The amount of sulfur in the air, largely from coal-fired electricity production, which falls to the ground in rain and is naturally “fixed” in soils, before being utilized by wheat plants once was adequate to produce desired sulfur levels in wheat and flour, said Guttieri, who is with the Agricultural Research Service of the U.S. Department of Agriculture based at Kansas State University in Manhattan.
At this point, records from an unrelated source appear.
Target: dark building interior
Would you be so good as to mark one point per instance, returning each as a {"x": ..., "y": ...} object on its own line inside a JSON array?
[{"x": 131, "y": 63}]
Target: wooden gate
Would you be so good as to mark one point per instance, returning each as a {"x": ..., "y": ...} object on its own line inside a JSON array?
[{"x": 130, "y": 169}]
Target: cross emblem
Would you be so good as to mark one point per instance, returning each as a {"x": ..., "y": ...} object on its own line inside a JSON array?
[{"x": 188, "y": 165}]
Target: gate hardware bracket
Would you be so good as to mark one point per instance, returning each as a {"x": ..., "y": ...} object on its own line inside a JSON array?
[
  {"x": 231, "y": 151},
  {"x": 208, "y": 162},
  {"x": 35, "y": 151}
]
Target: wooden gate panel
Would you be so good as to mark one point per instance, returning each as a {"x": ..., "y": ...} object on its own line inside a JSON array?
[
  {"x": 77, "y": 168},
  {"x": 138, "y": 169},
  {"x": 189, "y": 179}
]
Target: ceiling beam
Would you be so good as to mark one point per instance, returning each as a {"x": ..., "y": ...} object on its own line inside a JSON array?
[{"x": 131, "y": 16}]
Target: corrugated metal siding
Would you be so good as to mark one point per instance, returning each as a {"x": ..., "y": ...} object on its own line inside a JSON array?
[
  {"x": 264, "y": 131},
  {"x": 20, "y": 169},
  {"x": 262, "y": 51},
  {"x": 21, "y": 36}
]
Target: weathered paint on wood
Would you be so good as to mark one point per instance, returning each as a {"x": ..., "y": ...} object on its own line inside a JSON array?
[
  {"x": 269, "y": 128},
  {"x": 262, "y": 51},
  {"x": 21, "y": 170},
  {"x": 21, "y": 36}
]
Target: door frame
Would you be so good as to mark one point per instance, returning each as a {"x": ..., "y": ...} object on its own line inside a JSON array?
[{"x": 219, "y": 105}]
But in 2003, the line was “crossed” where more sulfur was being removed through harvest than was being fixed in soil from the atmosphere, she said. Sulfur also is available through crop residue, she said.

Sulfur deficiency looks much like nitrogen deficiency in the field, she said.

“Low sulfur really affected protein quality,” Guttieri said.

Research from Kansas State showed flour deficient in sulfur had lower farinograph results (dough and gluten qualities, especially water absorption) than flour with adequate sulfur.

Guttieri said flour with low sulfur also may test high for asparagine, an amino acid that with certain sugars forms acrylamide in the baking process.

While adding sulfur to fields has shown mixed results, apparently mostly depending on the amount of organic matter and sulfur already in the top two feet of the soil, it appears about 10 pounds per acre of sulfur added in granular form (versus liquid) has the most beneficial results in fields that have less than 20 pounds of available sulfur, she said.